Sort of the opposite of DRO AUTO: The HDR AUTO has preserved detail outside well but surrendered detail in the shadows.

Once again, knowing that the dynamic range of this scene was fairly extreme, I set HDR to its max (6 EV). Here’s the result:
And that, ladies and gentlemen, is not too bad. (Click the image to see it larger.) This is a pretty reasonable compromise between the brights and darks.


Now, you don’t have to use either DRO or HDR. As I said above, you can take steps to reduce the dynamic range, usually by lightening the shadows. For instance, I could have used flash here, or I could have turned the kitchen lights on. You can also shoot raw and fix problems on the computer. This is what a lot of very good photographers do, and it works. The raw data file has a lot more latitude than a jpeg. To compare what I can get from the raw file with what Sony’s in-camera DRO and HDR offer, I reshot the scene, saved the raw file, and processed it myself in Lightroom.

I used an adjustment brush to bring the bright areas (the windows) down 1.5 stops, and a separate brush to bring the shadow areas up 1.5 stops. I wasn’t doing this for a client so I was content to do this quick and dirty. Even so, the result was pretty good:

Raw file in Lightroom after adjustment brushes have darkened the highlights and lightened the shadows.
Remember, the original of this image was the file I showed at the start of this post.

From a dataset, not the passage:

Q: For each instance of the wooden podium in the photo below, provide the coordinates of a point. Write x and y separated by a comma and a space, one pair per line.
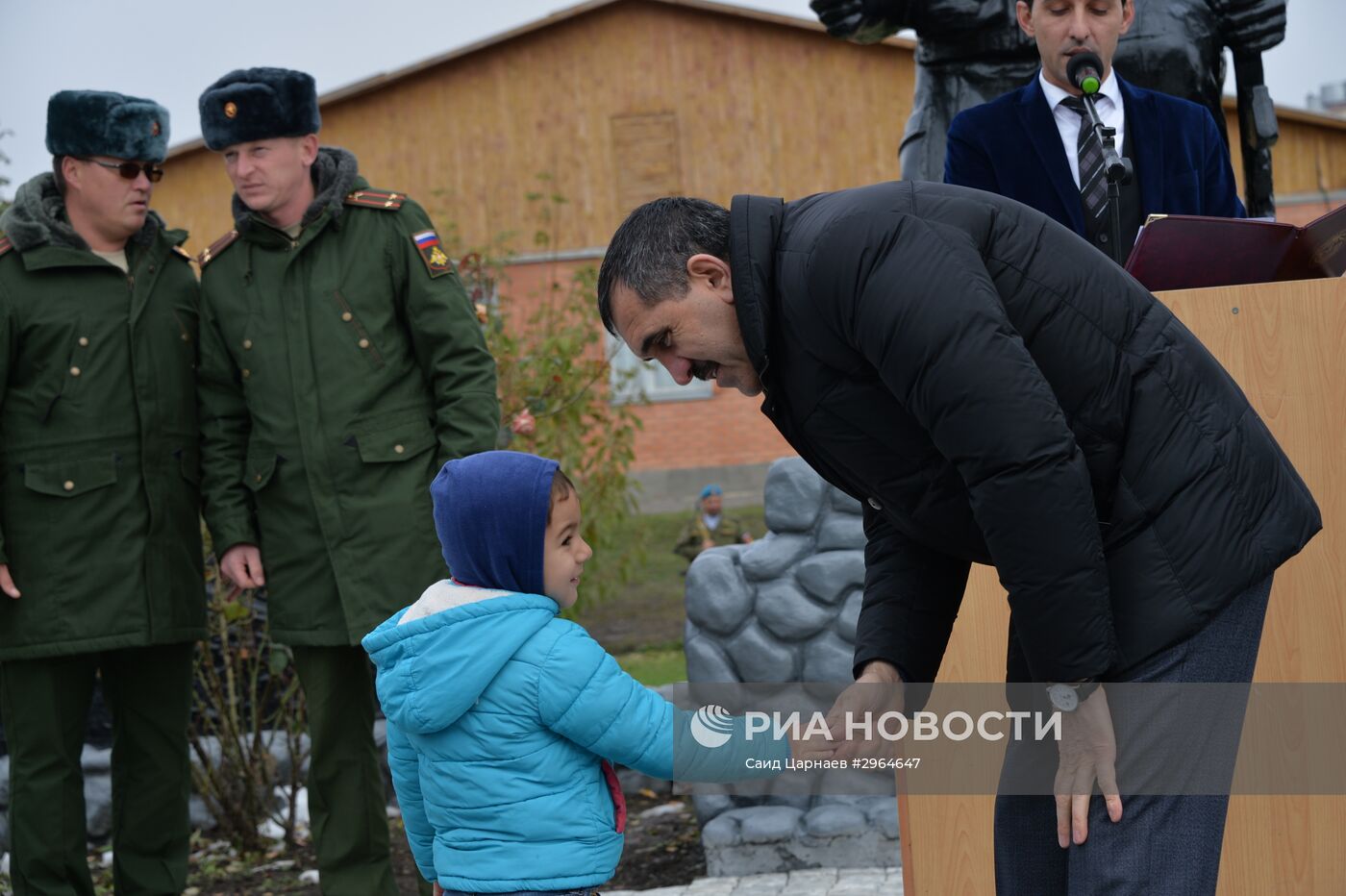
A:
1285, 346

What’s best: DRO, or HDR, or Raw?

So I ended up with three pretty good or at least okay results, achieved in three very different ways.
It’s a tough call and I’m not sure, but I think that — in this case, at least — I like the HDR 6EV result the best.
Ah, but HDR has some serious drawbacks.

I’m tempted to say that in-camera HDR is “easy” but that’s not quite true. It would be if I could use HDR AUTO, but as I showed above, this produces a result not much better than DRO AUTO. To get the best result with in-camera HDR, I have to calculate (or guess) by what amount the dynamic range of the scene exceeds the capacity of the sensor, and set the HDR level accordingly. This isn’t that hard but you can end up making a couple stabs at the shot before you get it right. May still take less time than working on the raw file in Lightroom. Or it might not.

Morever, because in-camera HDR takes multiple exposures and then processes them, achieving a single HDR result in the camera takes about five or six seconds. And you simply can’t use it if anything in the scene is moving quickly. Finally, the A77’s processor saves the HDR file as a jpeg, by necessity. The HDR file is a composite, a processed result. There is no raw original of the HDR result.

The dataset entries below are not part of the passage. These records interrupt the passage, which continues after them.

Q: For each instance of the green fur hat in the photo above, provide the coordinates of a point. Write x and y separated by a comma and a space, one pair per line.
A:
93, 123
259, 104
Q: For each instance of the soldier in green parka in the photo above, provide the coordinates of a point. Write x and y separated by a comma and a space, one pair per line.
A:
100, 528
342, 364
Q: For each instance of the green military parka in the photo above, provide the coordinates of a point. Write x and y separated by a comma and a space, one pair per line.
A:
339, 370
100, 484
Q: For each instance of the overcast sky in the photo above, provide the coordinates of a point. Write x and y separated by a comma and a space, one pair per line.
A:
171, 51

This makes shooting raw look like the safe way to go. Just remember that, if you just shoot raw, be prepared to do the work in post to fix exposure problems caused by the sensor’s inability to match the scene’s dynamic range.

If you really, really want the very best result obtainable, you can use computer-based HDR. This allows you to shoot several bracketed exposures, save them as raw files, then merge them in Photoshop or an HDR program. But that’s a lot more work than I went to fixing my one raw file.

If you like things easy and prefer to shoot JPEG, well, I’d leave DRO on AUTO, all the time. It will help you occasionally and do no harm the rest of the time.
And if you really want to hedge your bets, shoot RAW + JPEG with DRO AUTO enabled. You may find that the raw file is badly exposed but the jpeg is usable and you won’t have to fuss with the raw file on the computer.

2 comments on “SONY A77: expanding dynamic range with DRO or HDR (or not)

  1. I found that in using DRO in RAW I spot meter the brightest part of the scene and come down 2 1/3 stops from there an shoot at that exposure. This preserves the highlights and brings up the shadows. With HDR I try and get the exposue half-way between the dark and bright (using a spotmeter) and shooting at that exposure.

  2. I use an A77II and have used HDR and DRO for portrait shooting. Sometimes I add creative styles Portrait and Picture Effect Painting: Mid. Have you any suggestions regarding using these setings for sports photrography?